A contagem foi feita por líderes comunitários que estiveram na residência para documentar o que aconteceu. Entre eles estava a presidente da Associação de Moradores da Itaoca, Jack Silva, amiga da família de João Pedro, que ficou perplexa com o que viu.

— Quando uma mãe chora todas choram. Queremos justiça e respeito com os moradores da Ilha de Itaoca e todas as comunidades. Por que perdemos uma criança de 14 anos dentro de sua casa, exterminada por policiais que deveriam cuidar de sua segurança e não tirar a sua vida? Contamos 72 marcas de tiros. Uma coisa inacreditável! Sonhos interrompidos, família e amigos destroçados. As crianças que sobreviveram com o psicológico abalado e traumatizados para o resto da vida — diz a presidente da associação de moradores, que complementa:

— Uma ilha de pescadores que vive com tanto sacrifício, onde falta a presença do poder público, falta saneamento básico, transporte, saúde... E quando eles vêm é para matar nossas crianças, quebrar casa de moradores. O povo não aguenta mais. Vamos dar um basta nessas inserções, quando nossas crianças estão em casa devido à pandemia da Covid-19 — desabafou Jack.

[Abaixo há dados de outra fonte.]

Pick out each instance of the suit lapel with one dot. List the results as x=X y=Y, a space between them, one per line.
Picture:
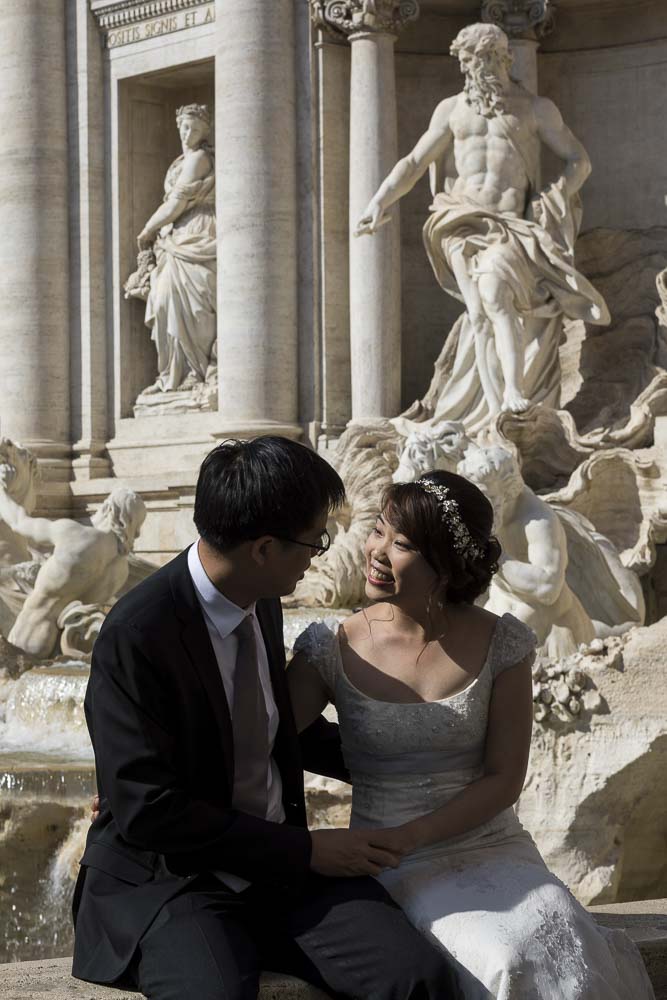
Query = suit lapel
x=199 y=649
x=286 y=750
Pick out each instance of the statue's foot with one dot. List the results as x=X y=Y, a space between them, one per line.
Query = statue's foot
x=514 y=401
x=151 y=390
x=189 y=382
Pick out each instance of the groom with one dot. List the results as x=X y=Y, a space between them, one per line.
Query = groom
x=199 y=870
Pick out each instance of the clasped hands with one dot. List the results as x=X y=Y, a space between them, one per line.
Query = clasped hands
x=341 y=853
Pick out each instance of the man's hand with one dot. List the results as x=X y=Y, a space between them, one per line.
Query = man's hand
x=349 y=852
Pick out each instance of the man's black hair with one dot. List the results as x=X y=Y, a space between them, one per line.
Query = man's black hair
x=266 y=486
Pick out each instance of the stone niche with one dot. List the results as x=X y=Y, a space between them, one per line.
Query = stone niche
x=148 y=142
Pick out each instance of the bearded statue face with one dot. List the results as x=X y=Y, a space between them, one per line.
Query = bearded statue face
x=485 y=81
x=485 y=60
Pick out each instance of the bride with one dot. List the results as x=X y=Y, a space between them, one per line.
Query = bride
x=434 y=700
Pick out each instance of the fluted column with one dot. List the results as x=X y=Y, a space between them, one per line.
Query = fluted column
x=34 y=318
x=256 y=212
x=375 y=278
x=523 y=22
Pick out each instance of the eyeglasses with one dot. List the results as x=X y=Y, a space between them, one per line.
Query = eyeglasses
x=318 y=548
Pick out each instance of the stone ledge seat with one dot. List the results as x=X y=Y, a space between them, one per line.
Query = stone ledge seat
x=49 y=979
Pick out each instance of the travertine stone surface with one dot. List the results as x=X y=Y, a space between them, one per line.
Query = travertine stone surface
x=591 y=799
x=34 y=283
x=257 y=210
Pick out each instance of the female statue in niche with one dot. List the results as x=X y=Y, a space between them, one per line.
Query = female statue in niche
x=180 y=289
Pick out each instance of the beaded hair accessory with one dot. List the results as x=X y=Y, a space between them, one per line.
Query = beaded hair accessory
x=461 y=537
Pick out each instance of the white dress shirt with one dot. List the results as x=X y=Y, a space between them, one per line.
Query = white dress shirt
x=222 y=617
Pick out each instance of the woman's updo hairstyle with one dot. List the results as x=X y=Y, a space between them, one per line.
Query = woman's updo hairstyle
x=419 y=515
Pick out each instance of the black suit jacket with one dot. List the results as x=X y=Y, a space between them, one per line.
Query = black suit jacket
x=161 y=731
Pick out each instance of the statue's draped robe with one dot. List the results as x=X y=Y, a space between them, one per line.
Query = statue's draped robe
x=536 y=259
x=181 y=305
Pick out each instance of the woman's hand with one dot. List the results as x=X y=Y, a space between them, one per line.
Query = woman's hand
x=398 y=840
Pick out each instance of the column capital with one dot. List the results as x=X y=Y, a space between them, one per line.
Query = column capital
x=352 y=17
x=520 y=18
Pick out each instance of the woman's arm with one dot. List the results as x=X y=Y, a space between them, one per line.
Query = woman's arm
x=308 y=693
x=505 y=763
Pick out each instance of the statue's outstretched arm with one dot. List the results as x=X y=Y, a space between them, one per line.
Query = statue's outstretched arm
x=431 y=146
x=35 y=529
x=555 y=134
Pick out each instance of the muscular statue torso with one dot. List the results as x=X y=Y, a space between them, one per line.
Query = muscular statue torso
x=493 y=155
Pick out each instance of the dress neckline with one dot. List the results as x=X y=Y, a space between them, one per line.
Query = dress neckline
x=436 y=701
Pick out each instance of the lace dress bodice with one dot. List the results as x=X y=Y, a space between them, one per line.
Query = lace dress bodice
x=408 y=759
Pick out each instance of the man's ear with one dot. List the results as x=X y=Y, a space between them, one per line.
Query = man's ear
x=260 y=550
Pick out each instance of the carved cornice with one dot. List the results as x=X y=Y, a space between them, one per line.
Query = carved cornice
x=353 y=17
x=121 y=13
x=520 y=18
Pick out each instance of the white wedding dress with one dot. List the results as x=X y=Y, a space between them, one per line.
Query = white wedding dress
x=513 y=930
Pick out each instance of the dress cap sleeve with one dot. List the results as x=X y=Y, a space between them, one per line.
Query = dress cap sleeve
x=512 y=642
x=319 y=644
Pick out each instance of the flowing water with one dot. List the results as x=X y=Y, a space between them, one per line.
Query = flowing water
x=47 y=781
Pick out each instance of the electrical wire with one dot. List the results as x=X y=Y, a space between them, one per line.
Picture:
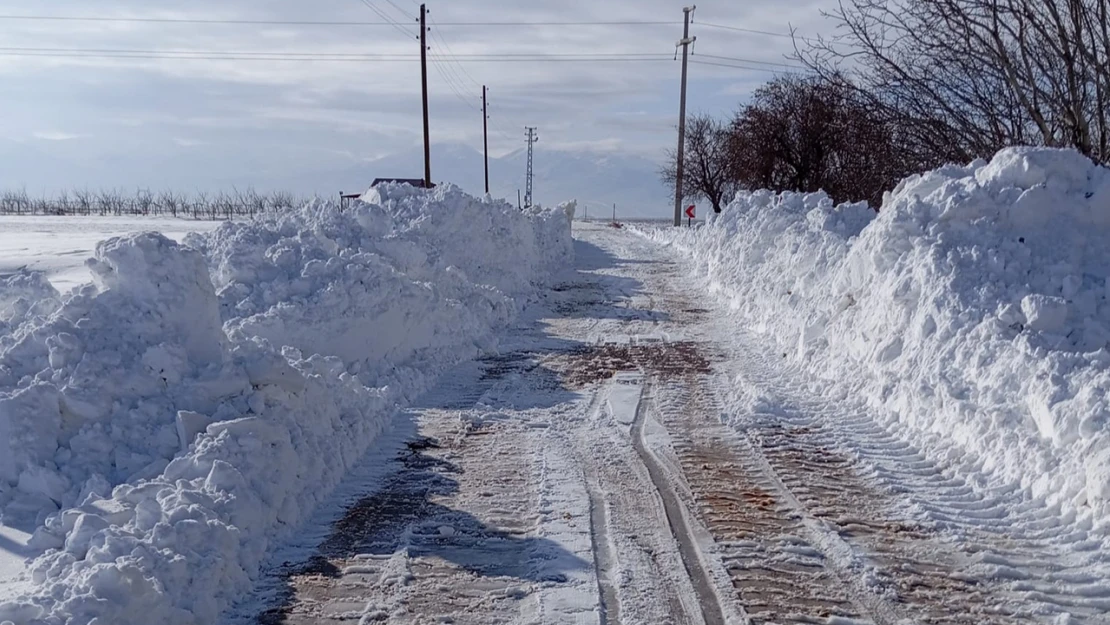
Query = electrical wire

O adolescente João Pedro, morto após ser baleado em ação policial Foto: Reprodução

Ela e um outro líder comunitário Tchetcheco, do bairro Trindade, foram nesta terça-feira, dia 19, até a casa e gravar vídeos mostrando a destruição. Eles foram filmados por um representante da ONG Rio de Paz, que presta assistência à família do jovem. As imagens impactantes mostram que a casa foi metralhada e que balas atingiram paredes de alto a baixo, uma televisão e outros equipamentos. Os dois se dispuseram a contar o número de tiros: pelo menos 72.

Amiga da família, Jack Silva postou, às 10h12m de terça-feira no Facebook a notícia da morte de João Pedro. Rapidamente, a postagem recebeu quase 8 mil compartilhamentos. E mais de duas dezenas de comentários lamentando o ocorrido.

Representação à ONU

O deputado federal Marcelo Freixo e a deputada estadual Renata Souza (ambos dos PSOL) encaminharam uma representação à Organização das Nações Unidas (ONU) pedindo uma investigação independente para apurar as circunstâncias do caso e punir os culpados.

O dia seguinte à morte de João Pedro está sendo muito difícil para a família. Ninguém consegue entrar na casa onde um adolescente foi atingido por um tiro na barriga. As marcas de bala ainda mexem com os sentimentos dos parentes. Tia de João Pedro, Denise Roza, passou a noite em claro e não conseguiu ir até a residência para pegar roupas suas que estão lá. A casa é dividida por toda a família. É uma residência de lazer para encontros em fins de semana.